Gov. Strickland's Regulatory Reform Effort.

This showed up on the Governor's website last night:

    Governor Ted Strickland today established Advantage Ohio, a regulatory reform initiative that will work on easing the unnecessary burdens of regulations that prohibit and constrain business and development in Ohio.

    Advantage Ohio, a component of Strickland’s Turnaround Ohio Plan, calls for a focused review of current regulations, eliminating those that are unnecessary, redundant and contradictory while ensuring quality of life and health protections for Ohioans.

For those of you fearing "another layer of bureaucracy," it looks like Strickland is trying to sunset the initiative and limit it's drain on resources:
    Advantage Ohio will continue through the first year of the Strickland administration and rely upon existing state resources for implementation. The plan calls for a review of selected regulations and practices in executive branch agencies that have significant links with the business community.

And the Governor has his guy picked out:
    Strickland designated Columbus lawyer Scott North as the Governor’s Special Representative on Regulatory Reform to direct the Advantage Ohio initiative. He will begin work effective immediately.

    North will lead working groups consisting of representatives from business, government and the general public that will make recommendations to reduce unnecessary regulatory impediments to economic growth, while continuing to protect the interests of consumers and the health and safety of Ohio’s citizens.

The announcement got almost no coverage in the media. I couldn't find anything in the Dispatch. AP is good for a few grafs of stenography. The one exception is Copley which published a well-reported story. It includes reaction from Ohio Citizen Action (skeptical), Ohio Chamber of Commerce (hopeful) and Buckeye Institute (snotty.)

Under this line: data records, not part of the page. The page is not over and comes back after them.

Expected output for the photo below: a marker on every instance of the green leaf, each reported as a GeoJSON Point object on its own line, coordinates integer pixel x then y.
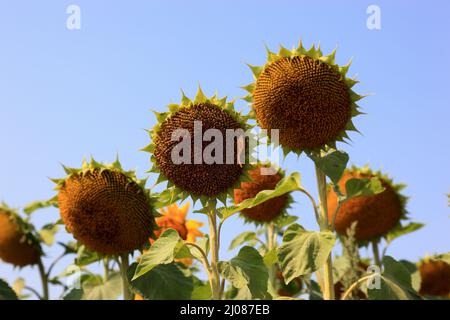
{"type": "Point", "coordinates": [201, 291]}
{"type": "Point", "coordinates": [286, 185]}
{"type": "Point", "coordinates": [332, 164]}
{"type": "Point", "coordinates": [362, 187]}
{"type": "Point", "coordinates": [247, 269]}
{"type": "Point", "coordinates": [86, 257]}
{"type": "Point", "coordinates": [95, 288]}
{"type": "Point", "coordinates": [161, 252]}
{"type": "Point", "coordinates": [303, 252]}
{"type": "Point", "coordinates": [395, 283]}
{"type": "Point", "coordinates": [163, 282]}
{"type": "Point", "coordinates": [74, 294]}
{"type": "Point", "coordinates": [30, 208]}
{"type": "Point", "coordinates": [48, 232]}
{"type": "Point", "coordinates": [270, 258]}
{"type": "Point", "coordinates": [6, 293]}
{"type": "Point", "coordinates": [403, 230]}
{"type": "Point", "coordinates": [243, 238]}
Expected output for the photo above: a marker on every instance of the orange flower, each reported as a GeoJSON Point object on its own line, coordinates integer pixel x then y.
{"type": "Point", "coordinates": [175, 217]}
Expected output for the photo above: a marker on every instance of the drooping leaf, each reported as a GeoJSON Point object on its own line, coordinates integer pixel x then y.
{"type": "Point", "coordinates": [395, 283]}
{"type": "Point", "coordinates": [270, 258]}
{"type": "Point", "coordinates": [74, 294]}
{"type": "Point", "coordinates": [30, 208]}
{"type": "Point", "coordinates": [6, 293]}
{"type": "Point", "coordinates": [242, 238]}
{"type": "Point", "coordinates": [95, 288]}
{"type": "Point", "coordinates": [332, 164]}
{"type": "Point", "coordinates": [247, 269]}
{"type": "Point", "coordinates": [48, 232]}
{"type": "Point", "coordinates": [303, 252]}
{"type": "Point", "coordinates": [287, 184]}
{"type": "Point", "coordinates": [163, 282]}
{"type": "Point", "coordinates": [403, 230]}
{"type": "Point", "coordinates": [161, 252]}
{"type": "Point", "coordinates": [201, 291]}
{"type": "Point", "coordinates": [363, 187]}
{"type": "Point", "coordinates": [86, 257]}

(We also learn from Buckeye that newly hired policy analyst J.Ken Blackwell "is following a self-imposed, 100-day, no-comment period about Strickland's policies.")

Scott North, according to Google search, is an Employee Benefits attorney at Porter, Wright, one of the big Ohio firms. He's not a career lobbyist for industry. Employee benefits practice is all about complying with complicated laws and regulations, most of which are Federal. All of that is to say, Mr. North is likely to be sensitive to the difficulties facing businesses trying to follow the rules, but isn't necessarily rabidly anti-regulation.

I'm still figuring out what to make of this. I'm all for improving efficiency. It does no one any good to have regulations that make life difficult and fail to accomplish anything. On the other hand, I beleive in regulations that do in fact protect health and safety. When Bush undertook regulatory "reform," his entire project was an effort to rewrite the regulatory regime so that all decisions favor business. That's what I feared a Blackwell reform would look like. The Progressive community needs to keep an eye on this to make sure it doesn't turn into something similar.

I also happen to agree with the Alan Wolfe thesis that anti-government Republicans don't do government well. Democrats who want regulations to work are better at fixing them so they do work than are conservatives who think the whole enterprise is worthless. So it may be that Governor Strickland can make Ohio a more business-friendly state without making it unfriendly to consumers. Wait and see.